Şu an ülkenin durumu malum, ekonomi, dış borçlar, faiz ödemeleri, riskler, virüsün açtığı sıkıntılar. Devletimizin kurumlarının bilgileri, enflasyon, eğitimin durumu, kirli bilgiler, algılar her şey ortada. Bütün bunlar olurken, hadi salaların, ezan dinmeyecek, bayrak inmeyecek, yedi düvel karşımızda sözlerine alıştık da Ayasofya’da fetih suresi, Bizans komplosu, daha neler neler. Hani desek ki Yılmaz Güney, Fikret Hakan ve daha çok unutulmayanların filmi var seyredelim diyelim, ama onlar rahmetlik oldu. Yeni artistler, çakma popçular, cilalı Müslümanlar kahramanlık türkülerinin halaycıları ile filim oynanmıyor. Yaptıklarınızdan mecbur değilsiniz ama mesulsünüz.
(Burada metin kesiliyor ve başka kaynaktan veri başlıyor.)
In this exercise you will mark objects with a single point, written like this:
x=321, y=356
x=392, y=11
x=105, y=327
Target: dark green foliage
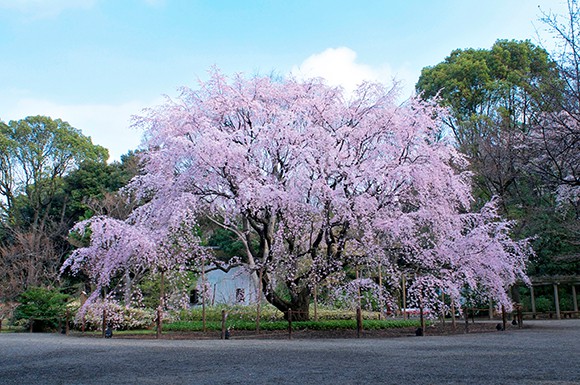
x=297, y=325
x=43, y=307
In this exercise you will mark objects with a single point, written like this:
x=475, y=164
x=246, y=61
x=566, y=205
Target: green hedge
x=296, y=325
Popper’i dinleyin; “Demokrasilerde seçimle gelmek var ama asıl önemli olan seçimle gitmektir.” Gündem değiştirerek gerçeklerden çekinmeyin, haktan da korkmayın. Ve bahanelerle asıl meseleleri başka alanlara çekmeyin.Eğer halen ısrarla süresiz iktidarda kalayım diyorsanız, bunlar çare değildir. ADALETSİZ UYGULAMALARLA, ALGILARLA, YENİ FİLMLERLE millete hamasi ve duygusal konuları gündeme getirerek neticeye varamazsınız. Zaten bozuk olan ekonomiyle, virüsün de gösterdiği sıkıntı toplumun yüzde 90’ını etkilerken bu işleri bırakarak topyekûn mücadele azmini millete ümit vererek çalışın.
Geçmişi bugünkü kavgalara dayanak olsun diye kullanmaktan ziyade, bugünleri AKIL ve BİLİMLE daha iyi bir gelecek için aykırı fikirlerin müzakeresi ile hakikati bulmak ve kullanmak gerekir.